By Chet Yarbrough
The New Geography of Jobs
By Enrico Moretti
Narrated by Sean Pratt
Enrico Moretti (American author, econonomist, and Professor of Economics at the University of CA.)
Enrico Moretti suggests jobs in America have a new geography. As a professor of economics, Moretti notes how technology reshuffles the nature and location of jobs around the world. Great manufacturing cities like Detroit, Pittsburgh, and Chicago are losing jobs in the 21st century. More jobs are moving to places like Seattle, Portland, Silicon Valley, and Austin. Tech employment is creating more jobs away from historic manufacturing hubs.
Manufacturing job losses 1997 to 2012 as a percentage of working age populations.
Manufacturing jobs are declining in American cities. That decline is memorialized in a New York Times magazine; distributed in the May 5, 2019 Sunday paper. The human cost to Lordstown, Ohio, when G.M. closes its Cruze automobile manufacturing plant, is heartbreaking.
In the early years of tech, companies like Apple, Microsoft, and Google chose business locations based on where they wanted to live; not where labor existed.
Moretti suggests new job creators choose city locations based on factors other than manufacturing labor. Moretti suggests University locations have some effect, but decisions made by early entrepreneurs seem serendipitous; more than reasoned. Their initial start-ups may be in any community because their ideas are new. Their technologies are unproven. Their new employees are generally young, inquisitive, college educated, and innovative. If these new job creators attract investor interest, they grow their companies through culturally shared purpose.
Not only is there the multiplier effect of unrelated domesticate services, there are new technology companies that choose the same communities. The culture grows to what Moretti suggests is enough density to attract the best and brightest in the world. Incomes rise for all businesses in that community. Even though these communities become more expensive to live in, they continue to attract tech companies because of the savvy technological depth of the area.
What Moretti notes is that if new tech ideas have legs, innovators locate in the same area. Like germs on a petri dish, they multiply to create a new culture.
Moretti acknowledges foreign manufacturers pay their laborers less but, more ominously, he notes foreign countries are doing a better job of educating workers to more fully embrace technology. That embrace begins in grade school and advances through higher education. China’s, Vietnam’s, India’s, Taiwan’s, and South Korea’s emphasis is on science and mathematics. In the U.S., Moretti cites numerous studies showing the quality of American education, particularly in science and mathematics, is declining.
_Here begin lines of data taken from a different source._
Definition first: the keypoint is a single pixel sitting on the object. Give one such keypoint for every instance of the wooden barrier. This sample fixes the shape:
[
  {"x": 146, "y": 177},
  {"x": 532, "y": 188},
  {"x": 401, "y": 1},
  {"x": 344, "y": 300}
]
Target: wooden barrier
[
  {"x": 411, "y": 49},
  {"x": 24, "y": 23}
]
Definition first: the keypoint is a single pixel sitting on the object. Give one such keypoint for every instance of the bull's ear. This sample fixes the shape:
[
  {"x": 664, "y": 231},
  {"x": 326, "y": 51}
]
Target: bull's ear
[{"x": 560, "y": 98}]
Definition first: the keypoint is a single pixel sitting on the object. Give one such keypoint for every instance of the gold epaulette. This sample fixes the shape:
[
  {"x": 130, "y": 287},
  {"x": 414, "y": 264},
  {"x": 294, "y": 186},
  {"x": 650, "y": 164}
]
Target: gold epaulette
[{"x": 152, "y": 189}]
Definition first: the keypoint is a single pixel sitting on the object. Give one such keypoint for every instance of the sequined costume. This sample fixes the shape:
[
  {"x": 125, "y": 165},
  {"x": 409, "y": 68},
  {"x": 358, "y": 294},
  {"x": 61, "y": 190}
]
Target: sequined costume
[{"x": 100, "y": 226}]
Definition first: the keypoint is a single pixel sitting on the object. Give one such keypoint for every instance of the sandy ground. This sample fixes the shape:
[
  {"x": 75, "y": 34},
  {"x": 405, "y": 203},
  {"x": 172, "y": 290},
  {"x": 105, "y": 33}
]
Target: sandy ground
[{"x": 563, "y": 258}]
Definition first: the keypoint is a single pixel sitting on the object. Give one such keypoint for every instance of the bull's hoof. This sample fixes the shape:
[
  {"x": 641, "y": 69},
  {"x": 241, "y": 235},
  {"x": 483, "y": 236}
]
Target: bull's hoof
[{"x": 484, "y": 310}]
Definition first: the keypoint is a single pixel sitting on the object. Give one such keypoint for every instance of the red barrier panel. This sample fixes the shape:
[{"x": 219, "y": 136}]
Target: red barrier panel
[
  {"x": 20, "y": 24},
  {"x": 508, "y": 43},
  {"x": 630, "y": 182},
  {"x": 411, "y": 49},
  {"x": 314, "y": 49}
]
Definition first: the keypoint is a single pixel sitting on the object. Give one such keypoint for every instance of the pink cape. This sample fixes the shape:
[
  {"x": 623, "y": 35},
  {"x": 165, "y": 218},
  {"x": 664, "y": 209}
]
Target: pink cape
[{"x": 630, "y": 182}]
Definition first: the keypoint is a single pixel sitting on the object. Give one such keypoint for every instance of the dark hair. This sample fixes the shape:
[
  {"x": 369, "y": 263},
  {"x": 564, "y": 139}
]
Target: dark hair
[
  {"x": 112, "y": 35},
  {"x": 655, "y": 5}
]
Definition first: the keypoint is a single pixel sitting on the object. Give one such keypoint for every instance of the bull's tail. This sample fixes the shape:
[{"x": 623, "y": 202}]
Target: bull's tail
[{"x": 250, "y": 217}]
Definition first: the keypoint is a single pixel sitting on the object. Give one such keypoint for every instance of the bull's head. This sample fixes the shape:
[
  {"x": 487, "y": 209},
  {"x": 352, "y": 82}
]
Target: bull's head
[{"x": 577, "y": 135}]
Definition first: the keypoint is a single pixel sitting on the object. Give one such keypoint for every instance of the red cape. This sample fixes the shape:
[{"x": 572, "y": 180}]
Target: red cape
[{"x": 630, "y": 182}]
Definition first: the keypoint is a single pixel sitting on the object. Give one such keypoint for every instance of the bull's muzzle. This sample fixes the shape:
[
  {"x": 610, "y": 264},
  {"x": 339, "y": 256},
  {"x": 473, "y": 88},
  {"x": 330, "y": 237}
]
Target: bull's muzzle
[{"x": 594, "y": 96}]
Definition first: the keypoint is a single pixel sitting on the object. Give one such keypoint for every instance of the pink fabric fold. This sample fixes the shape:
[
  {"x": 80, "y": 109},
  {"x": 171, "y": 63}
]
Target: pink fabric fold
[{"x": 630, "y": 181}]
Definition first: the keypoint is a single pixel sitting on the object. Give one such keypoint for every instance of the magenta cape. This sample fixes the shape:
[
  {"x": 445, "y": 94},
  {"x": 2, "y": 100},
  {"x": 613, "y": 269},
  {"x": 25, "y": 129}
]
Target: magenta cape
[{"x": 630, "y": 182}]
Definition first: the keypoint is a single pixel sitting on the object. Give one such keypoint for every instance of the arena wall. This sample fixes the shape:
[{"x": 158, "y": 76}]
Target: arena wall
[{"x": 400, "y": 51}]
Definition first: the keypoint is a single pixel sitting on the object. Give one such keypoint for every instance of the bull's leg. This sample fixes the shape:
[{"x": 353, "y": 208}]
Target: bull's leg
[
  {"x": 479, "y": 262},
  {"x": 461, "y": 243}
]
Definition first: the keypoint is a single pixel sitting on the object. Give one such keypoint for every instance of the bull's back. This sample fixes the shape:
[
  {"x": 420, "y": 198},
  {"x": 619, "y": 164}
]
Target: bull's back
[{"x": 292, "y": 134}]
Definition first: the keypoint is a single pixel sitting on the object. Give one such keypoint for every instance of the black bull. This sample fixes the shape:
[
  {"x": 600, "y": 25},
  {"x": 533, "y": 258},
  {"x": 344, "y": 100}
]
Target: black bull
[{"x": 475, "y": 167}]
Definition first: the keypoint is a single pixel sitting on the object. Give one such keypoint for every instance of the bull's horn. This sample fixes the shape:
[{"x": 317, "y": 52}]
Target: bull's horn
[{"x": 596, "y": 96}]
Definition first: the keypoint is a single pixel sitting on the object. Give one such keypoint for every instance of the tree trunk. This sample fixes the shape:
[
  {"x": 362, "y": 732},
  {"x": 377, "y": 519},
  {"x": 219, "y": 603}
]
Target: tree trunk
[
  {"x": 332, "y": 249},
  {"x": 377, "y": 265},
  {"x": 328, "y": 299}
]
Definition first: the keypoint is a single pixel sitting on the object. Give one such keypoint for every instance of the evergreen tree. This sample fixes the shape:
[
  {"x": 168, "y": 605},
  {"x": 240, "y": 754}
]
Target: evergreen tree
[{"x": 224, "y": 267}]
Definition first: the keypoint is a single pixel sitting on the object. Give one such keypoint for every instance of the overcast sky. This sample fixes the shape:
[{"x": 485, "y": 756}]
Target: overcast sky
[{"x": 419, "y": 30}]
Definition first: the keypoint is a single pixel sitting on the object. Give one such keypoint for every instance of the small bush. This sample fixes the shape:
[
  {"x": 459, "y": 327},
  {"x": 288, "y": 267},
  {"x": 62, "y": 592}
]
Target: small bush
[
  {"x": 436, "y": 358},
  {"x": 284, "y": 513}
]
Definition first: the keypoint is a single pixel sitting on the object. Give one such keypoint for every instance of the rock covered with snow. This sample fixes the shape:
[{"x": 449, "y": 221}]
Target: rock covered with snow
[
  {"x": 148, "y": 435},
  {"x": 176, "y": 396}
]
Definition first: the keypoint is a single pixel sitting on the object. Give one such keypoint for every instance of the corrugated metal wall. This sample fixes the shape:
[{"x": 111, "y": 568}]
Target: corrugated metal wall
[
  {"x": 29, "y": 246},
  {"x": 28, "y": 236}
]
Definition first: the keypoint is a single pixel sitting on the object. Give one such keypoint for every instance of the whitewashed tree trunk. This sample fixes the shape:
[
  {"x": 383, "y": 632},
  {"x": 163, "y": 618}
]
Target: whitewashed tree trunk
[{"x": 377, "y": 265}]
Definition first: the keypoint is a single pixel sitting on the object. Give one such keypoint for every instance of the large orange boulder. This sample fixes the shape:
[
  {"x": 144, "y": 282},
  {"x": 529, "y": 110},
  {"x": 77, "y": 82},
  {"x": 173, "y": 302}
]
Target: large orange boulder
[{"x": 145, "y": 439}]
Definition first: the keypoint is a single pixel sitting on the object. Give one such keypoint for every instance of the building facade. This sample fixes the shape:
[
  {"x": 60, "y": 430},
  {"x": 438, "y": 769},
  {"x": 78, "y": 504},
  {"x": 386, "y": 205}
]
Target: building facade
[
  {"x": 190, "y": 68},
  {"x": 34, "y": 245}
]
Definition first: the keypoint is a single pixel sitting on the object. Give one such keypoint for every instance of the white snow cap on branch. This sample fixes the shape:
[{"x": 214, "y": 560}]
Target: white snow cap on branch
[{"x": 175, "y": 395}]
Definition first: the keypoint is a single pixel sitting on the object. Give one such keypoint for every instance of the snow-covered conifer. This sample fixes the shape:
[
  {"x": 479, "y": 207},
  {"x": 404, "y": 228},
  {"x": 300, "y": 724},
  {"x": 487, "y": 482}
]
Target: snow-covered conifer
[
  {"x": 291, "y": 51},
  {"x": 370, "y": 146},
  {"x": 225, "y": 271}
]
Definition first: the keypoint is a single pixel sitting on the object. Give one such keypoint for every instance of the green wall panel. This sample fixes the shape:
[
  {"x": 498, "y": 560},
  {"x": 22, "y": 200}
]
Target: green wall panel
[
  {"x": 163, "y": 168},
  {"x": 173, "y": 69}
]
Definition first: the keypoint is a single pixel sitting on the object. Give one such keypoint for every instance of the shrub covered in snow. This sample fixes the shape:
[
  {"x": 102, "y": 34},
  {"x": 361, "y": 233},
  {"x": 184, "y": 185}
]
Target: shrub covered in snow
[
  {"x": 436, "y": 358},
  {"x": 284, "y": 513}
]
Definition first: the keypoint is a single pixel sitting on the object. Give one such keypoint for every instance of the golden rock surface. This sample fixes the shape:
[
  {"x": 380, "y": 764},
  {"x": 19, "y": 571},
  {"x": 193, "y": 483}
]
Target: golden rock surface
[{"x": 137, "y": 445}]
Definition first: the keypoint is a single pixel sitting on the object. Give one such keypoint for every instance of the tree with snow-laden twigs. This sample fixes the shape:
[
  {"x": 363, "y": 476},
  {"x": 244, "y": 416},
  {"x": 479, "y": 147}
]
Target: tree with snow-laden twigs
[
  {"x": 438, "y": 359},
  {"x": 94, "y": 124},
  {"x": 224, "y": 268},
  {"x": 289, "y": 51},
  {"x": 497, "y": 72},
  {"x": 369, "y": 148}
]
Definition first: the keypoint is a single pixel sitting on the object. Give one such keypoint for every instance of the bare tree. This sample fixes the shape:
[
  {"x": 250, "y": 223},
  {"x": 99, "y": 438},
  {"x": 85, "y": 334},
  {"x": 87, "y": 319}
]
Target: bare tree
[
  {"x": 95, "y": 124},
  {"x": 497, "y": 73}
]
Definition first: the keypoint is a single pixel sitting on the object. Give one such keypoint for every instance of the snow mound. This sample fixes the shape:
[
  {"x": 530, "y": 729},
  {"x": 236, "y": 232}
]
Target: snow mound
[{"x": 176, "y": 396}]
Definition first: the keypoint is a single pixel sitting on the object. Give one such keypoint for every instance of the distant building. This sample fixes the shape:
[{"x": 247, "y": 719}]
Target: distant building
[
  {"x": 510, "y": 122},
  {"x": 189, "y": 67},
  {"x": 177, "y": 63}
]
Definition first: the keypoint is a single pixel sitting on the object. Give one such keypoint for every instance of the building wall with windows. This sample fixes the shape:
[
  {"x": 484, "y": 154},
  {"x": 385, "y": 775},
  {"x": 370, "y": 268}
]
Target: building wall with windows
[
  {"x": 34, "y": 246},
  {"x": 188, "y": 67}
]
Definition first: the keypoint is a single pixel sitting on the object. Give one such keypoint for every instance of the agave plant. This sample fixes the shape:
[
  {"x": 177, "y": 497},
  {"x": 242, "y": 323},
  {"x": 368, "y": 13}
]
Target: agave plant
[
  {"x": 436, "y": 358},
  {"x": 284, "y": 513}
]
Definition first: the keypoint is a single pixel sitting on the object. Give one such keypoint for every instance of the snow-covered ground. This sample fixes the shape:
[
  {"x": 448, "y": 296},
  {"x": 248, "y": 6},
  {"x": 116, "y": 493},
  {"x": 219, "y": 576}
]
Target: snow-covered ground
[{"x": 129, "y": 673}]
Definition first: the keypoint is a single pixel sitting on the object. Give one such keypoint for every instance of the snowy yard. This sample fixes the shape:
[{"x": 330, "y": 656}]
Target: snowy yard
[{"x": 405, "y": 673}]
Moretti notes manufacturing decline is partly based on automation, but more fundamentally on a deteriorating American education system.
Science Curriculum Ranking in the world.
The irony of Moretti’s observation is that many graduates of American universities are foreign students that are compelled to leave America when they finish their degrees. They are unable to remain in America because of America’s restrictive immigration policies. Adding to government immigration policy limit is America’s failing education system; not only at a graduate level, but at the preparatory level of America’s grade and high school curriculums.
As an economist, Moretti explains the multiplier effect of companies that choose to operate in the U.S. and world where labor is best educated; particularly in the field of technology. Additionally, Moretti suggests foreign governments are proportionately outspending the U.S. in science research and development. America is falling behind and risks its future as a multi-cultural center and economic power in the world.
Historically, most Americans are immigrants. Moretti is certainly right in arguing America’s education system must improve, but that improvement needs children of parents who are intent on making their lives better.
What is missed by Moretti is that immigration is important to America; not only for the technological elite, but for first-generation immigrants. From that pool of humanity, America became the most successful industrial nation in the world. That prominent position is threatened by America’s current leadership.